With the Meaningful Usage (MU) program creating incentives for independent practitioners and hospitals to engage patients, patient portals accessible on web and mobile platforms are growing popular. However, launching a portal does not help in itself. You need patients accessing it to view, download or transmit their electronic records (at least 5% to qualify under MU). Small organizations and independent practitioners are therefore wary of investing in a technology solution that could end up adding to administrative and financial burden without generating justifiable ROI.
That's where enterprise mobility solutions win hands down.
According to the American Academy of Family Physicians, 20% of family physicians were using patient portals by 2010 – mainly for appointment scheduling and sharing of information. By 2011, 14% of physicians were using Patient Health Records (PHR) on a daily basis. In a few cases, PHRs were made available through provider based patient portals.
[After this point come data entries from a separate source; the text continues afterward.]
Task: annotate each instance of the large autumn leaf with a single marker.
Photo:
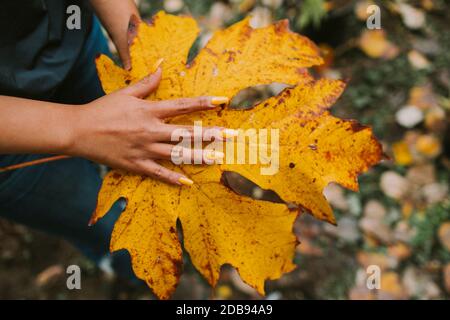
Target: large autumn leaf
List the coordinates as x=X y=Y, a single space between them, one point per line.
x=220 y=226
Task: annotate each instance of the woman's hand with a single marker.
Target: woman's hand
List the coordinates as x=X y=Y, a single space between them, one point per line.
x=120 y=18
x=126 y=132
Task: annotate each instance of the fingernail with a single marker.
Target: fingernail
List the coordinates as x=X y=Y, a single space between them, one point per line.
x=228 y=133
x=214 y=155
x=157 y=64
x=219 y=100
x=186 y=181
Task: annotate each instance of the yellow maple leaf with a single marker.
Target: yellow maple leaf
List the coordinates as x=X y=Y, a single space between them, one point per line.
x=219 y=226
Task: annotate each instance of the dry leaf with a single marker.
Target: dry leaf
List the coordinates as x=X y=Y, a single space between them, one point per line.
x=219 y=226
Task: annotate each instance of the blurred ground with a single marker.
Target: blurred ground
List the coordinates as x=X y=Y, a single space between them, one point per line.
x=399 y=83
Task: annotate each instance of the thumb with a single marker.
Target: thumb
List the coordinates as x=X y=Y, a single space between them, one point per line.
x=145 y=86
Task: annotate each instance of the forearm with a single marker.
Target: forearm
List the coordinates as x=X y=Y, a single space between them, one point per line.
x=115 y=17
x=29 y=126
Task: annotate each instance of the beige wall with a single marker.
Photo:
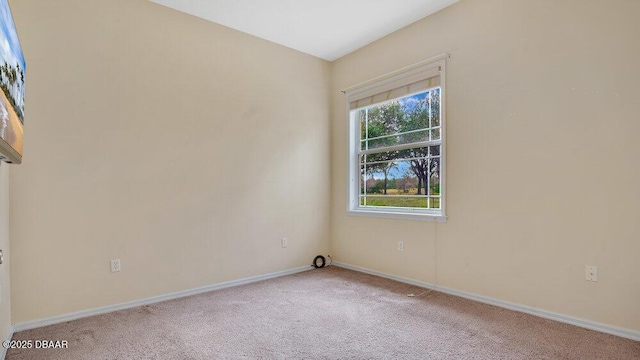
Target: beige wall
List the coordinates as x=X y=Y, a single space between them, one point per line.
x=543 y=174
x=5 y=291
x=184 y=148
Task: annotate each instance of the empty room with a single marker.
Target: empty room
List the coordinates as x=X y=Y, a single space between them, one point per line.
x=296 y=179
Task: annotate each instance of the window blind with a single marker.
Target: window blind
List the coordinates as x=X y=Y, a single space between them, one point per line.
x=421 y=79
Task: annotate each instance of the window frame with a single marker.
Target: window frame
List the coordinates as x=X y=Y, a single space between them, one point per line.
x=399 y=78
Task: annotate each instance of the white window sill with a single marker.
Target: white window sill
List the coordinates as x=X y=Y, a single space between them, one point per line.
x=398 y=215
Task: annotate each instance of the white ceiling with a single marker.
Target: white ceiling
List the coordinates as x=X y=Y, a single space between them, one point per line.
x=327 y=29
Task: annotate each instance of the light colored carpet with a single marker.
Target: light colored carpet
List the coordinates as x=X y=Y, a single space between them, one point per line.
x=329 y=313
More recently, a study by KLAS Research finds that most of the surveyed health systems and clinics have implemented a patient portal of some kind.
Driving patient portal adoption
One of the earliest deployers of patient portals, Kaiser Permanente, did struggle initially in getting patients to use the portal. Over a span of three years (2004-2007), they understood that the key is to include features that make sense to patients. In early days, the portal was mostly used for prescription refills, facility directory and educational material. By 2006, the popular features were online lab test results and e-mails to doctors or caregivers. The latter features created a surge in website registrations, from 9% to 27%.
Patient portals also need to be as simple and intuitive as possible. It's hard enough to get patients to access healthcare related applications once they're out of the doctor's office. What you don’t need is a user unfriendly interface driving them away. Mobile or web, patient portals must be efficient, clean and responsive. Enterprise mobility solutions ensure high performance, tight integration with Hospital Information Systems (HIS) and Laboratory Information Systems (LIS), and patient data security and safety through HIPAA and HL7 compliance.
Finally, providers need to create awareness of the portal by telling patients about it in the doctor's office. Patients can be informed through fliers, banners, emails, the provider's website and social media.
Desirable features of patient portals
Subsequent studies by Kaiser and other organizations show that the features most appreciated by patients in patient portals include:
- Online appointment scheduling
- Requesting prescription refills
- Connectivity with care teams (secure email, call features, etc.)
- Viewing key components of medical records
- Authorizing a family member to access their medical information
- Making clinical transactions – bill payments, access to statements, etc.
- Receiving information that supports informed decision making
- Updating personal demographic details such as address
Other features that are not available across all patient portals but figure high on patients' and providers' "must have" lists include:
- Submission of referral forms
- Intake forms
- Access to family history
- Integration of patient portal information with health monitoring tools and mobile health solutions
- Adding attachments to medical records
- Access to health information relevant to patient-doctor encounters
Patient portals not only drive patient engagement but also help providers save money by automating regular processes. The increased patient-doctor communication reduces readmission rates, enhances patient loyalty and trust, and helps them make healthier lifestyle choices.